In two-thirds of an inning, Morton thus gave up more runs than in 138 of his 139 career starts (he did allow 10 runs in one-plus inning to the Cubs on Aug. 14, 2009), and more than the eight total runs (six earned) in his prior 33 1/3 innings of the season.

He also took the punch from the law of averages for the whole staff, which had allowed a total of seven runs during the eight-game winning streak the Pirates had brought into Nationals Park.

"We had a tough series," said manager Clint Hurdle, not going for a world-class understatement after the Bucs had been outscored 19-3 in a sweep that included a no-hitter, just highlighting the fact his team was firing on all cylinders coming in. "You toss it.
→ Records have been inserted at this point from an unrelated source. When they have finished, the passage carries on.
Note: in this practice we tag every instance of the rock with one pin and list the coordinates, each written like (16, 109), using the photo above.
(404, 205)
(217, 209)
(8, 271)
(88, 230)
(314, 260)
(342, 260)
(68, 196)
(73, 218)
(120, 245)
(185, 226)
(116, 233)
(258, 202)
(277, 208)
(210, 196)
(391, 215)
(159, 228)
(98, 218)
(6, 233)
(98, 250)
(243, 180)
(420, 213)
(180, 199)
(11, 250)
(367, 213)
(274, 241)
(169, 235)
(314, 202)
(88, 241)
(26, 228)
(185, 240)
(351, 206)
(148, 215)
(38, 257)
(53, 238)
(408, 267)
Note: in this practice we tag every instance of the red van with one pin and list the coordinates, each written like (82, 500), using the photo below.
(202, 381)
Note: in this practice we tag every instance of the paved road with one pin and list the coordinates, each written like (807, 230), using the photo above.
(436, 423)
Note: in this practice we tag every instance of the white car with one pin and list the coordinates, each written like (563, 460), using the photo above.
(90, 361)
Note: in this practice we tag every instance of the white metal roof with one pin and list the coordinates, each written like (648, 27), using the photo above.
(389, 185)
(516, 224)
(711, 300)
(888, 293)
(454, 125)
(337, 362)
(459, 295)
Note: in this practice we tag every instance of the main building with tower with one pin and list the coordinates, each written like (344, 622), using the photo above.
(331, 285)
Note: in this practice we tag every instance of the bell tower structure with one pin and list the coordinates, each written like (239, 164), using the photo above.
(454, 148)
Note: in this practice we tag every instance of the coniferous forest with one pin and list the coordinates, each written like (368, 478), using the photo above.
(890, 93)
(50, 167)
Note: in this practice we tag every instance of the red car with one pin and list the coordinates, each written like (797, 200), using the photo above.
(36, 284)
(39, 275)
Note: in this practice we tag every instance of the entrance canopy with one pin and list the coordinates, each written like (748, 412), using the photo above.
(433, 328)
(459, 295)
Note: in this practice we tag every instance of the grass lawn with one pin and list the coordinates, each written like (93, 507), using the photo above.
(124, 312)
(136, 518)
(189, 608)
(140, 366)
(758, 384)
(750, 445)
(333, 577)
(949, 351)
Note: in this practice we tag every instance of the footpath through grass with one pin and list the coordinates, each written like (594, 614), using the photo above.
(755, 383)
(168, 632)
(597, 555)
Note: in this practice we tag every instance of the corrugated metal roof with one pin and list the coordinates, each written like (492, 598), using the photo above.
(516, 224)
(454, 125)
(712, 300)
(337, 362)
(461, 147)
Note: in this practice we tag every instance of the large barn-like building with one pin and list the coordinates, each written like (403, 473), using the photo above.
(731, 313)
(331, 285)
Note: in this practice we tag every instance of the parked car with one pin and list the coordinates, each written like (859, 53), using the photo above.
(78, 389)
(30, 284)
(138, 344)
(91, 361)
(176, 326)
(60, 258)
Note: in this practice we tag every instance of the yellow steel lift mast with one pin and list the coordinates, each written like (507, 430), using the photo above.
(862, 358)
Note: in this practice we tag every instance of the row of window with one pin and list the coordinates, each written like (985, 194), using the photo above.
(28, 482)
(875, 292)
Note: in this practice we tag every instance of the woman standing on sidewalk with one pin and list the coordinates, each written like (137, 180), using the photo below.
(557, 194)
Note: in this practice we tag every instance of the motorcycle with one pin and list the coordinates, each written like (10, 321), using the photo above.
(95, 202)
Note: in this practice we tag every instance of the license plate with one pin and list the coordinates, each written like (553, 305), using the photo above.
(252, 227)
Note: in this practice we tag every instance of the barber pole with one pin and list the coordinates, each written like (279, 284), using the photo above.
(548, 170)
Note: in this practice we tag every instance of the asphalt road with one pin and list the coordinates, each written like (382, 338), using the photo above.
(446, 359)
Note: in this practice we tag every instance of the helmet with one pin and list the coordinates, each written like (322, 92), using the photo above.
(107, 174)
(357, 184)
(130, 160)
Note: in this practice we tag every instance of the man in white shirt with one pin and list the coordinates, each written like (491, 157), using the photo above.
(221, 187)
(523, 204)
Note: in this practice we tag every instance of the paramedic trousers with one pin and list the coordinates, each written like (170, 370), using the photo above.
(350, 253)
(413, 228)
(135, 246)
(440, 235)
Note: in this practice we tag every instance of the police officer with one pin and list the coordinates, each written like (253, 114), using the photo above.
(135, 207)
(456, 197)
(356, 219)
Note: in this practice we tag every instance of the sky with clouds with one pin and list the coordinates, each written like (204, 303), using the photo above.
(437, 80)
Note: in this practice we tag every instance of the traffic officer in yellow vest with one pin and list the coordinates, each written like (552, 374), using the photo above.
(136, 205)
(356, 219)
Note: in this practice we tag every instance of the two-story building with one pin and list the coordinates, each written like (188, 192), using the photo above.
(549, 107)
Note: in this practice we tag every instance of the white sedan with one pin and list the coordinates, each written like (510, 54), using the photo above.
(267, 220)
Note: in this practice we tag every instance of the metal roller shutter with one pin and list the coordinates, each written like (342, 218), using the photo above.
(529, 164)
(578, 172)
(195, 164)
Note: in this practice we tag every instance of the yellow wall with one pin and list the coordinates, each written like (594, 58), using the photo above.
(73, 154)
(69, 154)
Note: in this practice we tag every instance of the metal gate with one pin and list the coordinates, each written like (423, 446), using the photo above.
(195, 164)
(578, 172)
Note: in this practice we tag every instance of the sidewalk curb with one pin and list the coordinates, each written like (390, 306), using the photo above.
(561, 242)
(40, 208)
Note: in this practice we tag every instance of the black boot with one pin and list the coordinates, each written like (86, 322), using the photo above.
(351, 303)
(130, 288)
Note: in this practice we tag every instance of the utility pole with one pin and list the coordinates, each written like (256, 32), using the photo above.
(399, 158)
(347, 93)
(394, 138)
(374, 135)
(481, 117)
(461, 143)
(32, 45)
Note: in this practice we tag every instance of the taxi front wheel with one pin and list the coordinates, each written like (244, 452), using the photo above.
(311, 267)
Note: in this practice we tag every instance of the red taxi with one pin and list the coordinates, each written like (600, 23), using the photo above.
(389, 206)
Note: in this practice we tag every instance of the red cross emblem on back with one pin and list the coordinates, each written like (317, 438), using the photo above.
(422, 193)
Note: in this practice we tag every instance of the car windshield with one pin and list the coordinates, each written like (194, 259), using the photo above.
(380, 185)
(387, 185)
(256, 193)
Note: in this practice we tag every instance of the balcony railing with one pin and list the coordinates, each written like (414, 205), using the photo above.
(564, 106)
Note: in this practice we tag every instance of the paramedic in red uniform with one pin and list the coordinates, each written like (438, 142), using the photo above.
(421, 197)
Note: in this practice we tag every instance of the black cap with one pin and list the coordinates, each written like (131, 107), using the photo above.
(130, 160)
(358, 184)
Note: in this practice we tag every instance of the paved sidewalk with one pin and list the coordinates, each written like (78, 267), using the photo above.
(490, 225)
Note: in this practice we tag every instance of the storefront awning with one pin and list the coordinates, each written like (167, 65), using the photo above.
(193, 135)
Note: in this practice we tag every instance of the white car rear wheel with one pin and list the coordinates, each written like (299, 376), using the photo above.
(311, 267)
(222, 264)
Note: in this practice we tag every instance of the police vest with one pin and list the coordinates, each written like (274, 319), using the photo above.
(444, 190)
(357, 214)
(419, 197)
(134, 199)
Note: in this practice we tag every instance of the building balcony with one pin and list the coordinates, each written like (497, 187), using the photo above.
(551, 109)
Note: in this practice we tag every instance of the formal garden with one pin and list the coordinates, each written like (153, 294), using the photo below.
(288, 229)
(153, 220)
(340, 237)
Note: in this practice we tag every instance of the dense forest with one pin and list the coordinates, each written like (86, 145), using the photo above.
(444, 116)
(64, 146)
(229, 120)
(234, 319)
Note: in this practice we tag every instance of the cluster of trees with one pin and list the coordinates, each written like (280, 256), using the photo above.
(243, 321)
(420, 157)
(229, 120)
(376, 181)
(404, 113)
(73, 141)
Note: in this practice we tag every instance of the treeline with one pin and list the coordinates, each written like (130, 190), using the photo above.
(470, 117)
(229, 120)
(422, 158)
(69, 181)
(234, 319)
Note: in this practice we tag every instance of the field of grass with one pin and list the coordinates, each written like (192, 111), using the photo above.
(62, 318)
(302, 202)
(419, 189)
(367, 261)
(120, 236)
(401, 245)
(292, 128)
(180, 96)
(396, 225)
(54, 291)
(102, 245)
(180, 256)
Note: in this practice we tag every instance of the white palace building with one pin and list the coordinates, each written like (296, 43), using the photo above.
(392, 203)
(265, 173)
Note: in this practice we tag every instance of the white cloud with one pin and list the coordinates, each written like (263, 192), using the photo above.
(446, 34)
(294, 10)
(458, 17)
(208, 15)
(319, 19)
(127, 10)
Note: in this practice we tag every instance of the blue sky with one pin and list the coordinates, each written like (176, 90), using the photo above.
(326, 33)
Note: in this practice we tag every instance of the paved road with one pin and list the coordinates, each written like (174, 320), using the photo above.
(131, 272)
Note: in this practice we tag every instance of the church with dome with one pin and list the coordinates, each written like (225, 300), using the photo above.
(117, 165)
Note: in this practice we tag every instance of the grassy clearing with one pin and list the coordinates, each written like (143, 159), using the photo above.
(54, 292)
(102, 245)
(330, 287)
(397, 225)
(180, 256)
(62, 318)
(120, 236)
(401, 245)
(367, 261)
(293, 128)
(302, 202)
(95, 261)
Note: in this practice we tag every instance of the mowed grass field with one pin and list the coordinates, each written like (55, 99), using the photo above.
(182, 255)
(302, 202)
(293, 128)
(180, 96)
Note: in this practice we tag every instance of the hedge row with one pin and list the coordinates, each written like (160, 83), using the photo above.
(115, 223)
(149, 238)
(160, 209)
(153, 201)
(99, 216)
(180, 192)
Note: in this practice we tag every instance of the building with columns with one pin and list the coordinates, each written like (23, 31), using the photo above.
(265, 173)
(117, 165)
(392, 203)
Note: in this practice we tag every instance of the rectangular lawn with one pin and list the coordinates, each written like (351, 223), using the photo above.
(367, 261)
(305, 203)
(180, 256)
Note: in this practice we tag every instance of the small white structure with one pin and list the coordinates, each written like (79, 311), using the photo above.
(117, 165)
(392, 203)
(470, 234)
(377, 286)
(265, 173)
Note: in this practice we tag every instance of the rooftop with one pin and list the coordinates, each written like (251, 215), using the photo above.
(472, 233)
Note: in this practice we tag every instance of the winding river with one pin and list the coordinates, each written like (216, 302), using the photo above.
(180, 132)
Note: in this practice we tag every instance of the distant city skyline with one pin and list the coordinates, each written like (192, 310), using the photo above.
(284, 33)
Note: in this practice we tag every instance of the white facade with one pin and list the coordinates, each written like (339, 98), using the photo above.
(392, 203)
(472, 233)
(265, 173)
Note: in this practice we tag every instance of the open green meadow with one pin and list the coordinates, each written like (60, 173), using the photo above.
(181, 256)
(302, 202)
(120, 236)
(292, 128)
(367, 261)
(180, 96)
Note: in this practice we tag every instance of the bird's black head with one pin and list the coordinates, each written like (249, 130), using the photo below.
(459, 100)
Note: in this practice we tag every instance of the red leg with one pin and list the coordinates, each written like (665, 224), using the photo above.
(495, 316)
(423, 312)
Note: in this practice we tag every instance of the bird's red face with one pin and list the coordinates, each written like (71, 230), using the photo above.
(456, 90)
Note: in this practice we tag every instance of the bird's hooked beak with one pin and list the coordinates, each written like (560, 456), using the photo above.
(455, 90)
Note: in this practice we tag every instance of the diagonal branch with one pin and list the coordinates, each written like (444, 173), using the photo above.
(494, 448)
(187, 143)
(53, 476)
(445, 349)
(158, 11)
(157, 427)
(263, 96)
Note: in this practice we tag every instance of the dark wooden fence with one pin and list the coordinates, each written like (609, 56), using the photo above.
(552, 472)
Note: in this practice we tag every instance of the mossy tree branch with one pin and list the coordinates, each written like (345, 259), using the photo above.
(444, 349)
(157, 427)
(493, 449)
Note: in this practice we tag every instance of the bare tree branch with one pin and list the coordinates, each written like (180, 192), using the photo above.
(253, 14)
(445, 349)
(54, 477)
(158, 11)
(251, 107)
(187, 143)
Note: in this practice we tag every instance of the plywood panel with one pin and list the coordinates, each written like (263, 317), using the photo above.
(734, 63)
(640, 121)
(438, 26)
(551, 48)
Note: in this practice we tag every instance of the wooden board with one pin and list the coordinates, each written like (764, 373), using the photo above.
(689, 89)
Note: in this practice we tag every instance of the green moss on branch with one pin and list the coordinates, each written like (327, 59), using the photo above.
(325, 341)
"You kick it to the curb," added Hurdle, specifically of Morton's misadventure. "You play 162, you go through a lot of emotions and you have to make sure to deal with the facts. And the facts are … he missed spots, the inning quickly went sideways, and it happens."

"No … it's not easy [to get over]," Morton said. "But you've got to shake it off, learn from it and get ready for the next one. My stuff was fine … most of those pitches were in the bottom half of the strike zone. The ones to Ian Desmond [single] and to Gio Gonzalez [opposite-field double to turn the lineup over] were the highest.

"It's hard, because nothing I was doing was working."

This is what "nothing working" looks like: Bryce Harper and Yunel Escobar hit home runs (for five of the runs) in one inning off a guy who in 2011 allowed six homers in 171 2/3 innings.

"You're looking for something that'll work -- weak contact on the ground or a swing and miss -- and not getting any of that," Morton said. "None of it was working so, really, it becomes the kind of thing where you got to keep going till they take you out."

When that happened, amazingly but imperceptibly under the circumstances, the Bucs' mojo actually did a one-eighty. Vance Worley, Antonio Bastardo and Arquimedes Caminero blanked the Nationals on four hits across the final 7 1/3 innings, leaving a better taste in the Bucs' mouths.

"We got out of this as cleanly as you could have hoped for after that first inning," Hurdle said. "Now we get to go home [for 16 of their next 19 games] and unpack our bags. We always look forward to playing in front of our fans."